Sometimes, Nawfal would ask questions for readers to write in and answer. In her February 1893 issue, for example, she asked the question, “whose labor is more strenuous, men or women?” Thus al-Fatat became a forum for discussion and debate over women's roles.

To urge women's participation in al-Fatat, Nawfal emphasized that a woman who wrote in journals was “not compromising her modesty or violating her purity and good behavior.” Additionally Nawfal made an effort to acknowledge indigenous women of ages where women had been role models in society.

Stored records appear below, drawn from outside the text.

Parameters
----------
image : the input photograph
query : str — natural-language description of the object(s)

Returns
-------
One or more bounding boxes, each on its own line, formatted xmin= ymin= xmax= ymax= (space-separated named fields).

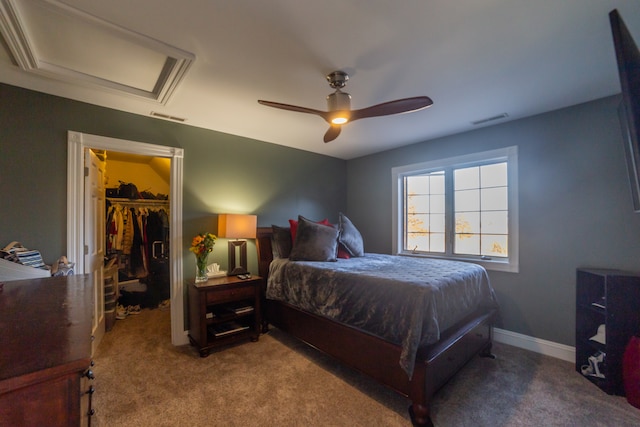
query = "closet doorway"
xmin=105 ymin=151 xmax=171 ymax=315
xmin=67 ymin=131 xmax=187 ymax=348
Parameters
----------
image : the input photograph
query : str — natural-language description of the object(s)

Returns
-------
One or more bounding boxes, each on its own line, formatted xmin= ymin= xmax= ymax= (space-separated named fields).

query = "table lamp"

She referenced Semiramis, an Assyrian queen, Bilquis, queen of Sheba, along with the women of the Pharaonic times, who for a “period of two thousand years showed extreme gentleness and refinement and demonstrated achievements and perfection which women of the West have not yet reached.” She did, however, discuss American and European female writers by saying that their writing had not compromised their societal status and, on the contrary, had earned them respect.

==Legacy==
Nawfal married Habib Dabbana in August 1893 who was a Syrian who worked in the legal section of the Ministry of Finance and stopped her journal to return to life of domesticity and philanthropy in 1894. Though al-Fatah only lasted two years, it was the first of the genre of Arab Feminist known as al-majallat al-nisa'iyya written by women, which reached almost 30 and coincided with the Egyptian Revolution of 1919. According to Nabila Ramdani, "al-Fatah is viewed as the first wholly feminist publication in a sizeable list of Arabic periodicals." Beth Baron states that, "The Arabic women's journals present us with a unique historical source and give us an opportunity to recover the voices of women so that we can balance other accounts of their lives with their own descriptions. Collectively the journals are one of the earliest troves of materials of this sort, for this was the first generation of women in the Arab world to write in numbers and to produce and publish their works as printed texts."